Monday, April 24, 2017
Two years ago, President Capilouto articulated a vivid and focused vision for the University of Kentucky—for how our campus can impact the Commonwealth and the broader world we serve. At the groundbreaking for the UK’s $265 million multidisciplinary research facility, he said that it was time for us, together, “to make death a beggar in Kentucky.”
It’s the idea that through world-class research across an array of disciplines, and a commitment to working as partners with communities across the state, some of the most stubborn health challenges and statistics that plague Kentucky can be successfully attacked.
We hear and see these unrelenting statistics time and again; and yet they remain just as stark, just as anguishing. Among other issues, we lead the nation in cancer deaths, and we have the fifth-highest obesity rate in the country. Hundreds of Kentuckians die each year due to cancer, heart and pulmonary disease, stroke and other preventable illnesses.
Where does the University fit in this challenge?
This is the type of research that we – as the University for Kentucky – are uniquely positioned to conduct. It’s all here at UK – a leading medical center with a referral network throughout the region and leading national centers in cancer, in aging, and in the capacity to move discoveries from the lab and into communities. And we have already made significant gains in these areas.
Two important factors make life-altering and transformative research possible – talent and infrastructure.
Just last week, we announced a $11.2 million cancer research grant from the Centers of Biomedical Research Excellence (COBRE). Provided by the National Institutes of Health, the COBRE grant builds capacity for our internationally renowned experts in cancer and metabolic research to advance our understanding and treatment of cancer. While scientists have long known of a direct link between obesity and cancer, the need for further research into this field is a necessity for Kentuckians – that’s what the COBRE grant is designed to do.
This is just one example, among many, of the important work occurring across our campus—work that leads to real, positive impact on the lives of our fellow Kentuckians. To continue these important efforts, we must equip our researchers with the space, facilities and tools to conduct their work.
We have tremendous talent in research today, but the problems that face our state require even more. Two years ago, we were nearly out of space – the infrastructure – necessary to do this work. Today, we are building that capacity, but will need even more in the years ahead to do the work for the Commonwealth that only we can do at UK. The two are interconnected.
In particular, high-tech, high-touch research space is what enables an institution like UK to recruit and retain talent. What are we doing to create the kind of space to ensure we have that talent?

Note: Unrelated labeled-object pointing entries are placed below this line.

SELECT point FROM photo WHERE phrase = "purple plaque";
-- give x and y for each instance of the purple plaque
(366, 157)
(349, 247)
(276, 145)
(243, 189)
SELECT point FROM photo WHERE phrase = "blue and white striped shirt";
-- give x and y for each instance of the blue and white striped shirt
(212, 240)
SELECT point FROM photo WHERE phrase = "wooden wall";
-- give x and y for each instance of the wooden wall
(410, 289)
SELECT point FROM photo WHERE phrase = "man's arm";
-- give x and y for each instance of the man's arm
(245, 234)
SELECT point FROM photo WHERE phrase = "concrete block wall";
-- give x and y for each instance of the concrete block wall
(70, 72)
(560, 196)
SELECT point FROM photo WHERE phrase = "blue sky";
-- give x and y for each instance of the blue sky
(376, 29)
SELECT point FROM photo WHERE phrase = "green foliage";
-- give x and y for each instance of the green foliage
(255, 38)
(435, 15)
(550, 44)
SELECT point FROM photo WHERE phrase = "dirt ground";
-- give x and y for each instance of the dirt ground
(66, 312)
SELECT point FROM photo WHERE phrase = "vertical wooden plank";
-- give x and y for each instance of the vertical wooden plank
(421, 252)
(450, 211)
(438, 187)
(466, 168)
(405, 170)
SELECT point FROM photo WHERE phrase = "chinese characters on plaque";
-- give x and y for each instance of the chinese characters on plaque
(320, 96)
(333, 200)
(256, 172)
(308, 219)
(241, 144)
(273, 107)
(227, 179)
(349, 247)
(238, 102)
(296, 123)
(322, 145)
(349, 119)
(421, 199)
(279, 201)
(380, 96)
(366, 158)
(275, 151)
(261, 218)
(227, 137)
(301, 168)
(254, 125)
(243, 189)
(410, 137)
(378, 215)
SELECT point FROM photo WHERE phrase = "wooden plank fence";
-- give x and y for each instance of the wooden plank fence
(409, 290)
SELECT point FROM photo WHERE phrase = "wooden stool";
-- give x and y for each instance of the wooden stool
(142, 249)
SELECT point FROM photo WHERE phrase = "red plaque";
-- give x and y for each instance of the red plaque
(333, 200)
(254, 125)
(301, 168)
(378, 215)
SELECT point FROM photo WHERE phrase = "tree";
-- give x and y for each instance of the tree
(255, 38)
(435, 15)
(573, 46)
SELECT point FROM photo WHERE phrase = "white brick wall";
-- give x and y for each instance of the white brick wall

We partnered in 2015 with the Kentucky General Assembly to fund construction of the new research building, because a significant amount—the majority—of our existing research space is currently occupied. For example, in fiscal year 2016, 85 percent of wet-lab research space was occupied. This high occupancy rate leaves little available space to recruit new investigators to the institution who can join our teams searching for answers to pressing questions.
Moreover, we conducted a space quality assessment the same year to determine the capabilities of our current facilities. This revealed that much of our current space across campus is outdated and not suitable for modern research laboratories (e.g., insufficient design to remove fumes, have appropriate airflow, perform certain types of research).
Most of our modern research space is occupied. Make no mistake—recruiting strong talent is absolutely crucial to what we do. We want the strongest and most qualified individuals tackling Kentucky challenges and serving Kentucky communities. Take, for example, Dr. Mark Evers, the director of the Markey Cancer Center. Under his leadership, Markey earned the prestigious NCI-designation from the National Institutes of Health.
That watershed moment was made possible by years of hard work by leaders and pioneering researchers committed to a singular goal: fighting the scourge of cancer that too often scars Kentucky families. Now, we are serving more families with an even higher quality of care, and we are generating more discovery in this area than at any time in our history.
It happens through recruiting the best possible people—the best possible teams—and by fostering a collaborative environment. This is exactly what the new research building is designed to do.
The design of the new facility promotes collaboration within the wet laboratory space. The labs are arranged in a neighborhood design, with six laboratory benches that are occupied by multiple investigators. This promotes synergy between investigators, and also brings investigators from different disciplines into close proximity.
The laboratories are flanked by procedure rooms that maximize research efficiency. In other words, the space is optimized to modern research approaches, and to foster collaboration and team-science.
There is an additional connector building between the new research facility and existing research buildings (BBSRB, Biopharm). This connector will house researchers who approach the problem from different viewpoints, meaning they may study economics, behavior, clinical, computational and other aspects that contribute to chronic diseases like cancer, obesity/diabetes, cardiovascular diseases and substance abuse.
This is what we must do to address these difficult problems: collaboration—across various disciplines—to achieve a common goal. We will continue to recruit the best individuals to tackle these problems. New research space will strengthen our ability turn questions into solutions —innovative research that “makes death a beggar in Kentucky.”